Worse though is the customers. I don't have to deal with the worst of the yuppie lunch rush, though I did have to deal with some cellphone talking asshole that was pissed I didn't put enough tomatoes on his sandwich (there's a shortage scumfuck, shut up). At night, mostly I have to scoot off homeless pieces of shit that think they have the right to stay in our restaurant all night just because they bought a soda. I have to soak my hand in gasoline just to get the fleas off my hand after I throw them out.

Plus fuck all the Mexicans. Seriously, if you can't say "Number Four" in English, get out of my country. I didn't know that you were pointing at the olives through the fucking glass. And don't get an attitude with me because I don't speak your filthy language.

Worst are the welfare mothers. There's a fat white bitch who keeps bringing all seven of her kids in every day. They all have different daddies, you can tell because one looks half-black, another half-Mexican. She talks like a wigger too, always asking me if she can pay for their order with food stamps. Why is she taking her kids to Subway? Half of them don't even have shoes. The other half don't have shirts.

After nine o'clock, I have the store all to myself for two hours. I whittle away the time by fucking with the food. We're supposed to prep the cold cuts for the next day. I wipe the pieces of baloney between my ass crack in the back before folding it between butcher paper. I pissed in the jar of pickles that came in with the new order. They'll be marinating in my urine for at least two days before they get served.

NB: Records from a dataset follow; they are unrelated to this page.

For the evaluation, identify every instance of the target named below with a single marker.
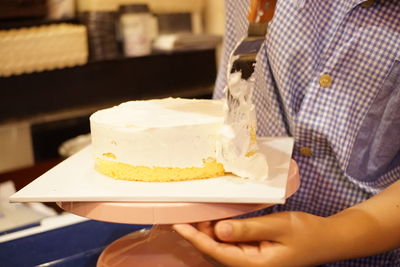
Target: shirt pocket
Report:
(376, 147)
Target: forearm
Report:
(368, 228)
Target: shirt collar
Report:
(300, 3)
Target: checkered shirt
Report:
(351, 123)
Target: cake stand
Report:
(161, 246)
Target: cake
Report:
(159, 140)
(172, 139)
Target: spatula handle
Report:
(264, 7)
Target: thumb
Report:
(252, 229)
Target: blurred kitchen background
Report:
(61, 60)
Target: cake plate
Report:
(161, 246)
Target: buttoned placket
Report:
(322, 83)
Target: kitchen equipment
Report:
(238, 144)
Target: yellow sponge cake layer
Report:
(123, 171)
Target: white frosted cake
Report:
(173, 139)
(169, 139)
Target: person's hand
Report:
(280, 239)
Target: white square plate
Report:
(75, 179)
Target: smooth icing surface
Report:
(169, 132)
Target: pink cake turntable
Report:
(161, 246)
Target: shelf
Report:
(184, 74)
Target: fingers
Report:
(207, 228)
(225, 253)
(265, 228)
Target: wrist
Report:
(353, 233)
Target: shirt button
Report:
(368, 3)
(306, 151)
(325, 80)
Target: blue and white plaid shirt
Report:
(336, 66)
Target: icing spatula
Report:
(238, 145)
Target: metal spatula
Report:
(238, 146)
(244, 56)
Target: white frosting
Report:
(169, 132)
(234, 141)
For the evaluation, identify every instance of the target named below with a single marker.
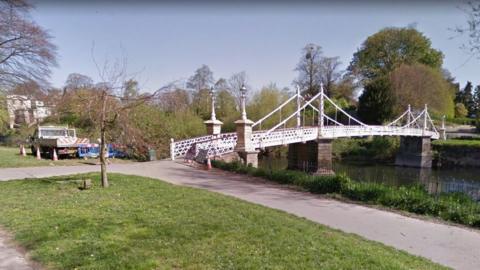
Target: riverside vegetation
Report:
(142, 223)
(453, 207)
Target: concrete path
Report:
(11, 258)
(452, 246)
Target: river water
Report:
(466, 180)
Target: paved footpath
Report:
(452, 246)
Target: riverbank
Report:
(453, 207)
(143, 223)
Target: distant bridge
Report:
(407, 124)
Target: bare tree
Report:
(107, 105)
(309, 69)
(26, 52)
(202, 79)
(329, 73)
(472, 29)
(235, 82)
(76, 81)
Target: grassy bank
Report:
(141, 223)
(453, 207)
(10, 158)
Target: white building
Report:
(25, 110)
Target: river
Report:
(466, 180)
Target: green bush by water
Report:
(454, 207)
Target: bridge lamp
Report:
(243, 91)
(212, 96)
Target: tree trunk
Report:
(103, 163)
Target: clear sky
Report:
(167, 41)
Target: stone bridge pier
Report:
(414, 152)
(312, 156)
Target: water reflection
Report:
(466, 180)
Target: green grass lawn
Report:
(141, 223)
(10, 158)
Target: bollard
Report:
(55, 157)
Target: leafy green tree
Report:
(387, 49)
(417, 85)
(265, 101)
(476, 101)
(4, 118)
(468, 100)
(460, 110)
(375, 105)
(309, 69)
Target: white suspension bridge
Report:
(413, 124)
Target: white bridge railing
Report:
(217, 145)
(328, 127)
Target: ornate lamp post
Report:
(244, 146)
(243, 91)
(213, 99)
(214, 126)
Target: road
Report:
(453, 246)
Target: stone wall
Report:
(414, 152)
(456, 156)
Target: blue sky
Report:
(167, 41)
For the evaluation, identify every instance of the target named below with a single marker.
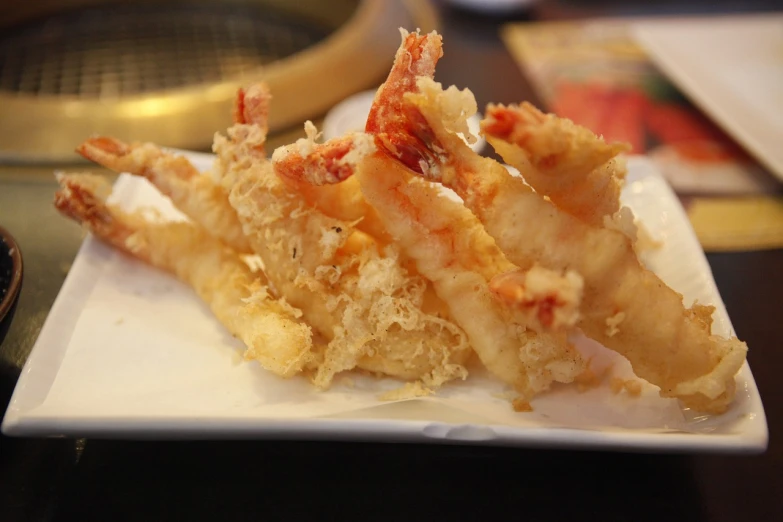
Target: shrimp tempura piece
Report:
(343, 202)
(447, 243)
(565, 162)
(625, 307)
(270, 328)
(195, 194)
(354, 291)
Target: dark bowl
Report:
(10, 279)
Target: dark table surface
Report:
(66, 479)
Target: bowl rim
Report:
(17, 269)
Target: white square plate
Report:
(732, 68)
(127, 351)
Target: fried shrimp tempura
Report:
(270, 328)
(352, 289)
(193, 193)
(667, 345)
(370, 265)
(447, 243)
(565, 162)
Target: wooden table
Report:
(145, 480)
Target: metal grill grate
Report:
(111, 52)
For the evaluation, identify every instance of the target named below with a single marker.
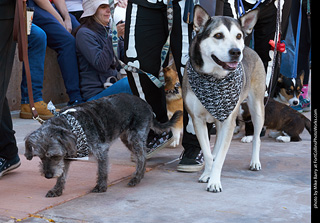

I flick boogers into the bread dough, stuck my cock in the mayonaisse. I filled two bags of shredded lettuce with my pubic hairs. Hell, the other night I tried to find out how many cucumber slices I could stuff up my asshole before crapping them back out into the cold tray.
Yes, you Subway eating social rejects. You are taking a piece of Poopy with your low carb wraps or Red Vinagrette Club (the vinagrette dressing is perfect for jerk off lube, by the way). My job is shit, but you're eating mine. Fuck you all.